CVE-2025-8608

The Mihdan: Elementor Yandex Maps plugin for WordPress suffers from a stored cross-site scripting (XSS) vulnerability in all versions up to and including 1.6.11. The flaw arises from insufficient input sanitization and output escaping on user-supplied attributes within the plugin's blocks. Specifically, fields like balloon_content_header and balloon_content_body were rendered without proper escaping, allowing malicious scripts to be stored in the database[1].

To exploit this vulnerability, an attacker must be authenticated with at least contributor-level access to the WordPress site. The attacker can inject arbitrary JavaScript into plugin attributes via the block editor. When any user, including administrators or visitors, views the compromised page, the injected script executes within the context of the victim's browser[1].
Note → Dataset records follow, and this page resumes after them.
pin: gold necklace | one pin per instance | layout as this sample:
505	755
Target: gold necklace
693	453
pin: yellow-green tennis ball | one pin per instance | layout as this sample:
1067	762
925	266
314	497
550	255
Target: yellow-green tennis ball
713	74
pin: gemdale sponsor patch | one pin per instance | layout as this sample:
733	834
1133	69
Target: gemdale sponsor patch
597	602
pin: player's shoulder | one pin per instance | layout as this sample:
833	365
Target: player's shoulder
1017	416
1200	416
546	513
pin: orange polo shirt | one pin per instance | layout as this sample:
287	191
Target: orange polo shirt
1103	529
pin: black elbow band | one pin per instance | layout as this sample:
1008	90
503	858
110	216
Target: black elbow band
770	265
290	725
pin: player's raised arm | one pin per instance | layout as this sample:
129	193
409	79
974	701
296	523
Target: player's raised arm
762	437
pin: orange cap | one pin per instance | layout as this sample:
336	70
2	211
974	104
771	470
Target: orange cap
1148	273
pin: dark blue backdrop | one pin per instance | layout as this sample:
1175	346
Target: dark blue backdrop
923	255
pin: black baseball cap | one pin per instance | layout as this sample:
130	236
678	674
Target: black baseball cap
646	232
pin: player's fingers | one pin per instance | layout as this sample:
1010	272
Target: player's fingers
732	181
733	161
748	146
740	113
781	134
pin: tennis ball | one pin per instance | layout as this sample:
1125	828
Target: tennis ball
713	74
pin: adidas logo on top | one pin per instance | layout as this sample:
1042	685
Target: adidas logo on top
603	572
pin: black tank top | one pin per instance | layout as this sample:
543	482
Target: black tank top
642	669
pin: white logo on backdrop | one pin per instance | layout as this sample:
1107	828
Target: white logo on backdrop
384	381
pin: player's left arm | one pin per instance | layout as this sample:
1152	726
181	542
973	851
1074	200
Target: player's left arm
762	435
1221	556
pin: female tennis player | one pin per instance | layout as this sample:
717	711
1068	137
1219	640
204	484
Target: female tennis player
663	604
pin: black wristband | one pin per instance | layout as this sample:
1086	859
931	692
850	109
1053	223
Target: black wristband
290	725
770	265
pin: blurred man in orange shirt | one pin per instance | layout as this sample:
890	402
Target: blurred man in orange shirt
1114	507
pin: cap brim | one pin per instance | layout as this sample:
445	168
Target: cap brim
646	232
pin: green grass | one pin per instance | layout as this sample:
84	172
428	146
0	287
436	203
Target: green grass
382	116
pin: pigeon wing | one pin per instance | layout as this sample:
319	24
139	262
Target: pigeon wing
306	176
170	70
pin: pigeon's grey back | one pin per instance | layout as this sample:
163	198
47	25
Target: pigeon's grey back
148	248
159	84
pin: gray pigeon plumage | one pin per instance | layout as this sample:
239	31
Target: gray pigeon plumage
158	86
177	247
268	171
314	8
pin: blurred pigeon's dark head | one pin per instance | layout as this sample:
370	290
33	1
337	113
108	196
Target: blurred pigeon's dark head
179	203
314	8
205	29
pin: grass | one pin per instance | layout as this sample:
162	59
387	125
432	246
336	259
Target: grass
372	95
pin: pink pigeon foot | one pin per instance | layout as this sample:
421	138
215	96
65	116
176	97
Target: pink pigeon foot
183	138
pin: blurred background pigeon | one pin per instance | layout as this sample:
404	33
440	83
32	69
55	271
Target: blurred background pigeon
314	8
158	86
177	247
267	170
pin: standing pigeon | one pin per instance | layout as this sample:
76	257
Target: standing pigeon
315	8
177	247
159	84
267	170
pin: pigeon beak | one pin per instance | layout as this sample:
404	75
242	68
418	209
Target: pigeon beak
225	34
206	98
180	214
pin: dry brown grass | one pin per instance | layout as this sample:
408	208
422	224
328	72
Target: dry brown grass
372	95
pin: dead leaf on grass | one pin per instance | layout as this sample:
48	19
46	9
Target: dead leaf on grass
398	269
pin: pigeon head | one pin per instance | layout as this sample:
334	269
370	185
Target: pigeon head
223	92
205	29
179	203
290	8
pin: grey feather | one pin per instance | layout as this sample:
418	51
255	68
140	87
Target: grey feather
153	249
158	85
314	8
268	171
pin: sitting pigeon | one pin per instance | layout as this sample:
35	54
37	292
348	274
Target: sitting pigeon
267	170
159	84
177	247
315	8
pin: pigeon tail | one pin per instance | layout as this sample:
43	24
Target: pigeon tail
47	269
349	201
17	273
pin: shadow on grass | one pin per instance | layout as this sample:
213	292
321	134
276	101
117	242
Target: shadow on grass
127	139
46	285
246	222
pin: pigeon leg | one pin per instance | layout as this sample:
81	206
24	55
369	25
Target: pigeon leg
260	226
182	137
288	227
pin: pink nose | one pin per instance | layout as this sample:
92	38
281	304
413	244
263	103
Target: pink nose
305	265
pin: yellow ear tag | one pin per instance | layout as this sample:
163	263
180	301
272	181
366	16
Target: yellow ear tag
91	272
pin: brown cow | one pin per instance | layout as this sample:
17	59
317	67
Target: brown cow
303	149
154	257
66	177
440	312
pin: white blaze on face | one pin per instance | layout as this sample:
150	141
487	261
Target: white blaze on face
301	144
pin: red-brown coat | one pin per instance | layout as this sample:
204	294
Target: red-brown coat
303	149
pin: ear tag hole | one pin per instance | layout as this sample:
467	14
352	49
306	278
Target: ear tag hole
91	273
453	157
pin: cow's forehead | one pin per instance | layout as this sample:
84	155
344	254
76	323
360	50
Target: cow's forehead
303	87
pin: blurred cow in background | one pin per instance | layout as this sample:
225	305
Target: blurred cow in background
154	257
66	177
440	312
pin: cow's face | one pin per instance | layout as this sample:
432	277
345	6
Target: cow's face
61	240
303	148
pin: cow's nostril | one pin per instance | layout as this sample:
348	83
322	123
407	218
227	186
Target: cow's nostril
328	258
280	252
Successful exploitation can lead to a range of impacts, including session hijacking, defacement of the site, or redirection to malicious websites. Since the XSS is stored, the payload persists and affects every subsequent visitor to the affected page.

The vulnerability has been addressed in version 1.7.0 of the plugin. The fix includes adding wp_kses_post() to sanitize output fields and modifying the template syntax from {{{ }}} to {{ }} to disable raw HTML rendering[1]. Users are advised to update to the latest version immediately.